Całą bezsensowność kampanii pisarz ukazuje w przygotowaniu najwyższych generałów do bitwy pod Austerlitz. Tak więc rada wojskowa przed bitwą pod Austerlitz nie przypomina rady, ale pokaz próżności, wszystkie spory nie były prowadzone w celu osiągnięcia lepszego i poprawnego rozwiązania, ale, jak pisze Tołstoj, „… było oczywiste że cel… sprzeciwów polegał głównie na pragnieniu, aby generał Weyrother poczuł, równie pewny siebie jak uczniowie, którzy czytają jego dyspozycję, że ma do czynienia nie tylko z głupcami, ale z ludźmi, którzy mogliby go nauczyć spraw wojskowych.

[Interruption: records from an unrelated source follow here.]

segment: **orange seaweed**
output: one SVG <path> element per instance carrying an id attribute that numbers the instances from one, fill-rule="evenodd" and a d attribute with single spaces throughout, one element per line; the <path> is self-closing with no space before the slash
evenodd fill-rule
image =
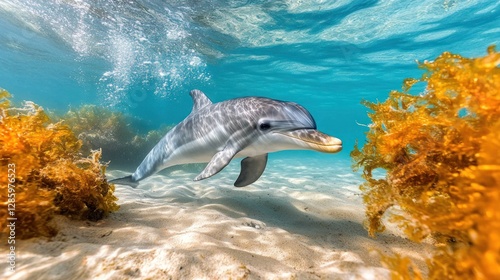
<path id="1" fill-rule="evenodd" d="M 105 166 L 99 162 L 100 151 L 82 157 L 81 142 L 68 126 L 51 123 L 33 102 L 14 108 L 10 97 L 0 90 L 1 232 L 8 230 L 7 217 L 17 218 L 16 238 L 22 239 L 55 235 L 57 226 L 51 222 L 55 214 L 98 220 L 117 210 L 114 186 L 107 183 Z M 7 176 L 11 173 L 13 182 Z M 11 190 L 13 212 L 8 211 Z"/>
<path id="2" fill-rule="evenodd" d="M 385 102 L 363 101 L 372 124 L 351 156 L 363 169 L 368 232 L 401 209 L 390 221 L 410 239 L 438 241 L 430 279 L 500 279 L 499 64 L 494 47 L 472 59 L 445 52 Z M 417 83 L 426 90 L 410 94 Z M 384 262 L 404 275 L 400 260 Z"/>

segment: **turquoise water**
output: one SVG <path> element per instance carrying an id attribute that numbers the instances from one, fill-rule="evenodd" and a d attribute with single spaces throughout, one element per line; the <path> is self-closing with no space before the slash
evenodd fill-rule
<path id="1" fill-rule="evenodd" d="M 213 101 L 295 101 L 347 159 L 369 122 L 360 101 L 419 77 L 416 60 L 499 44 L 500 4 L 3 0 L 0 30 L 0 87 L 16 101 L 99 104 L 144 120 L 143 131 L 181 121 L 194 88 Z"/>

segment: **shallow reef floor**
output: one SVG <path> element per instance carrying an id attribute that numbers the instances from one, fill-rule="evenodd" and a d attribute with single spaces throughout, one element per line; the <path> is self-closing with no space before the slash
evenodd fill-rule
<path id="1" fill-rule="evenodd" d="M 350 162 L 274 159 L 255 184 L 239 166 L 193 182 L 197 166 L 116 186 L 120 209 L 99 222 L 56 217 L 52 239 L 20 240 L 8 279 L 387 279 L 380 253 L 424 267 L 430 244 L 389 228 L 376 239 Z M 113 170 L 109 178 L 126 173 Z"/>

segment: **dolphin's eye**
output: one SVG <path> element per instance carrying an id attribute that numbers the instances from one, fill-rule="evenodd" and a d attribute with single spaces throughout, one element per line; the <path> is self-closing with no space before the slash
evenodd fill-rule
<path id="1" fill-rule="evenodd" d="M 259 128 L 260 130 L 268 130 L 271 128 L 271 125 L 269 123 L 261 123 Z"/>

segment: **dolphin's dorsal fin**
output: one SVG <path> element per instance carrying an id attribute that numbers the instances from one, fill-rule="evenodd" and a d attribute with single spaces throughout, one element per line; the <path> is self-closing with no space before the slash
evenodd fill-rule
<path id="1" fill-rule="evenodd" d="M 201 90 L 193 89 L 189 95 L 193 98 L 193 110 L 191 110 L 191 114 L 212 104 L 212 101 Z"/>

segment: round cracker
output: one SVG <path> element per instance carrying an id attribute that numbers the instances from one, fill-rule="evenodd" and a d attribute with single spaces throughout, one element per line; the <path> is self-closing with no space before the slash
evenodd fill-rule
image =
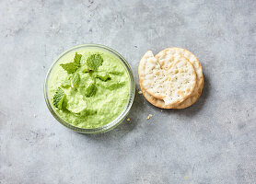
<path id="1" fill-rule="evenodd" d="M 143 88 L 151 96 L 172 106 L 188 98 L 196 85 L 192 64 L 180 54 L 169 54 L 160 64 L 148 51 L 139 64 L 139 78 Z"/>
<path id="2" fill-rule="evenodd" d="M 201 96 L 201 93 L 202 93 L 202 90 L 203 90 L 203 87 L 204 87 L 204 82 L 202 83 L 201 86 L 198 88 L 198 93 L 195 93 L 195 95 L 190 97 L 189 98 L 187 98 L 186 100 L 184 100 L 180 104 L 173 105 L 173 106 L 165 105 L 164 100 L 156 98 L 153 96 L 146 93 L 146 91 L 142 87 L 141 84 L 140 84 L 140 86 L 141 86 L 142 94 L 145 97 L 145 98 L 149 103 L 151 103 L 152 105 L 154 105 L 157 108 L 161 108 L 161 109 L 185 109 L 185 108 L 188 108 L 188 107 L 192 106 L 193 103 L 195 103 L 197 101 L 197 99 Z"/>
<path id="3" fill-rule="evenodd" d="M 185 49 L 180 49 L 180 48 L 168 48 L 163 51 L 161 51 L 159 53 L 156 55 L 156 58 L 159 59 L 162 55 L 167 54 L 166 52 L 178 52 L 183 56 L 185 56 L 189 61 L 193 64 L 193 67 L 195 69 L 196 75 L 197 75 L 197 82 L 196 82 L 196 86 L 194 88 L 194 91 L 192 92 L 192 95 L 185 99 L 183 102 L 174 105 L 174 106 L 166 106 L 165 102 L 162 99 L 157 99 L 151 96 L 150 94 L 146 93 L 142 86 L 141 89 L 143 92 L 144 97 L 146 98 L 147 101 L 149 101 L 151 104 L 153 104 L 156 107 L 162 108 L 162 109 L 185 109 L 192 104 L 194 104 L 198 98 L 200 98 L 203 88 L 204 88 L 204 75 L 203 75 L 203 69 L 200 62 L 198 59 L 191 52 L 185 50 Z"/>
<path id="4" fill-rule="evenodd" d="M 193 53 L 191 52 L 181 49 L 181 48 L 177 48 L 177 47 L 171 47 L 171 48 L 167 48 L 163 51 L 161 51 L 159 53 L 156 55 L 156 58 L 159 60 L 159 63 L 161 63 L 162 60 L 165 61 L 166 58 L 169 58 L 169 55 L 174 54 L 174 53 L 179 53 L 187 58 L 193 65 L 195 73 L 196 73 L 196 86 L 194 88 L 194 91 L 192 94 L 192 97 L 187 98 L 185 101 L 182 103 L 177 104 L 174 108 L 175 109 L 184 109 L 187 108 L 191 105 L 192 105 L 194 102 L 197 101 L 199 97 L 201 96 L 203 87 L 204 87 L 204 75 L 203 75 L 203 69 L 200 62 L 198 59 L 194 56 Z M 168 64 L 168 63 L 167 63 Z"/>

A przecież główną przyczynę zwycięstw i porażek wojsk rosyjskich w konfrontacji z Napoleonem dostrzegamy porównując Austerlitz i Borodin. Rozmawiając z Pierre'em o zbliżającej się bitwie pod Borodino, Andrei Bolkonsky wspomina przyczynę porażki pod Austerlitz: "Bitwę wygrywa ten, kto zdecydowanie zdecydował się ją wygrać. Dlaczego przegraliśmy bitwę pod Austerlitz? .. Powiedzieliśmy sobie bardzo wcześnie, że przegraliśmy bitwę i przegraliśmy I powiedzieliśmy to, ponieważ nie mieliśmy powodu do walki: chcieliśmy jak najszybciej opuścić pole bitwy. „Przegraliśmy - no to uciekaj!” Uciekaliśmy. Gdybyśmy nie powiedzieli to przed wieczorem, Bóg wie, co by się stało. A jutro tego nie powiemy”. L. Tołstoj pokazuje istotną różnicę między dwiema kampaniami: 1805-1807 i 1812. Losy Rosji rozstrzygnęły się na polu Borodino. Tutaj naród rosyjski nie miał chęci ratowania się, nie był obojętny na to, co się dzieje. Tutaj, jak mówi Lermontow, „i obiecaliśmy umrzeć i dotrzymaliśmy przysięgi wierności w bitwie pod Borodino”.
Inną okazją do spekulacji na temat tego, jak zwycięstwo w jednej bitwie może zamienić się w klęskę w wojnie, jest wynik bitwy pod Borodino, w której wojska rosyjskie odniosły moralne zwycięstwo nad Francuzami. Moralna klęska wojsk Napoleona pod Moskwą jest początkiem klęski jego armii.
Wojna domowa okazała się tak znaczącym wydarzeniem w historii Rosji, że nie mogło nie znaleźć odzwierciedlenia w fikcji. Podstawą rozumowania absolwentów może być „Don historie”, „Cichy Don” MA Szołochow.
Kiedy jeden kraj idzie na wojnę z drugim, dzieją się straszne wydarzenia: nienawiść i chęć obrony sprawiają, że ludzie zabijają swoich, kobiety i osoby starsze zostają same, dzieci dorastają jako sieroty, niszczone są wartości kulturowe i materialne, miasta są zniszczone. Ale walczące strony mają cel - pokonać wroga za wszelką cenę. A każda wojna ma swój wynik – zwycięstwo lub porażkę. Zwycięstwo jest słodkie i natychmiast usprawiedliwia wszelkie straty, porażka jest tragiczna i smutna, ale jest punktem wyjścia do innego życia. Ale „w wojnie domowej każde zwycięstwo jest porażką” (Lucjan).
Historia życia głównego bohatera epickiej powieści M. Szołochowa „Cichy Don” Grigorija Mielechowa, odzwierciedlająca dramat losu Kozaków Dońskich, potwierdza tę myśl. Wojna wyniszcza od wewnątrz i niszczy wszystko, co ludzie mają najcenniejszego. Zmusza bohaterów do świeżego spojrzenia na problematykę obowiązku i sprawiedliwości, do poszukiwania prawdy, a nie odnajdywania jej w żadnym z walczących obozów. Będąc u Czerwonych, Grigorij widzi to samo, co Biali, okrucieństwo, nieustępliwość, pragnienie krwi wrogów. Melekhov wpada między dwie walczące strony. Wszędzie spotyka się z przemocą i okrucieństwem, których nie może zaakceptować, a zatem nie może opowiedzieć się po żadnej ze stron. Rezultat jest logiczny: „Jak step spalony przez pożary, życie Grigorija stało się czarne…”.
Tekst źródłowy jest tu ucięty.